Der Kapitän hatte zum Grillen im kleinen Spielerkreis eingeladen, der Trainer spazierte einsam am Atlantik-Strand, Neymar turtelte mit Freundin Bruna im Hotel: Abstand gewinnen, Ruhe haben, ausspannnen hieß es für Brasiliens Selecao-Stars am freien Tag nach der ernüchternden Nullnummer gegen Mexiko.
Der versammelte Fußball-Sachverstand des WM-Gastgeberlandes rätselte und spekulierte derweil über zwei wenig überzeugende Auftritte zum Turnierauftakt. Der Schwung des Confed-Cup-Triumphs scheint wie weggeblasen. Viel schlimmer: Die scheinbar unantastbare Anfangself in den WM-Plänen von Coach Luiz Felipe Scolari ist ins Wanken geraten.
"Nach vorne tun wir uns schwer"
"Ab der Mitte nach hinten stehen wir ja ganz gut, aber von der Mitte nach vorne tun wir uns schwer", bemängelte Fußball-Idol Pele, für den die Probleme schon im WM-Kader anfangen.
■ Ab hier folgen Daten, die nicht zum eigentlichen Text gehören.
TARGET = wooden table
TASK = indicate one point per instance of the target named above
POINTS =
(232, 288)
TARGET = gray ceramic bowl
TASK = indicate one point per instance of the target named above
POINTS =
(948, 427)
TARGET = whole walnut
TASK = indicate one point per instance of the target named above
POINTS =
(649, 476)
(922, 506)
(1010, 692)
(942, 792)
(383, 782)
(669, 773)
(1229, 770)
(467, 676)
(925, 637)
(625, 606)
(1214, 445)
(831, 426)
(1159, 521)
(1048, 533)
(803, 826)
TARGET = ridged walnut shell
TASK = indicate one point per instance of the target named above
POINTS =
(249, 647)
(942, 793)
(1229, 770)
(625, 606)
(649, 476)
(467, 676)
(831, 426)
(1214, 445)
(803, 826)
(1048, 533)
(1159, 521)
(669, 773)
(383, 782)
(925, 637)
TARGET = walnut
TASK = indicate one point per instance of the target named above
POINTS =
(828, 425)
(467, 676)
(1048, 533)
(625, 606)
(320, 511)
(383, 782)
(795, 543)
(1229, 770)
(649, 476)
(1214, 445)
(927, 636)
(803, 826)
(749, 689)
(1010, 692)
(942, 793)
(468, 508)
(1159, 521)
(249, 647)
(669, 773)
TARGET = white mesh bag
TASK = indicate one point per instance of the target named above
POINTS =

Der dreimalige Weltmeister hätte sich Spieler mit mehr Erfahrung gewünscht und führte als Beispiele Ronaldinho, Kaka oder Robinho an. Ein Trio, das bei Nationaltrainer Luiz Felipe Scolari früh durch das Raster gefallen war.
"Das Team ist irgendwie ineinander verheddert, scheint verloren. Sie können Weltmeister werden, aber spielen hässlichen Fußball mit hohen Bällen, ohne Spielzüge, und kopflos in den letzten Minuten" - auch Gerson, der an der Seite von Pelé 1970 den Titel holte, nahm bei seiner Kritik kein Blatt vor den Mund.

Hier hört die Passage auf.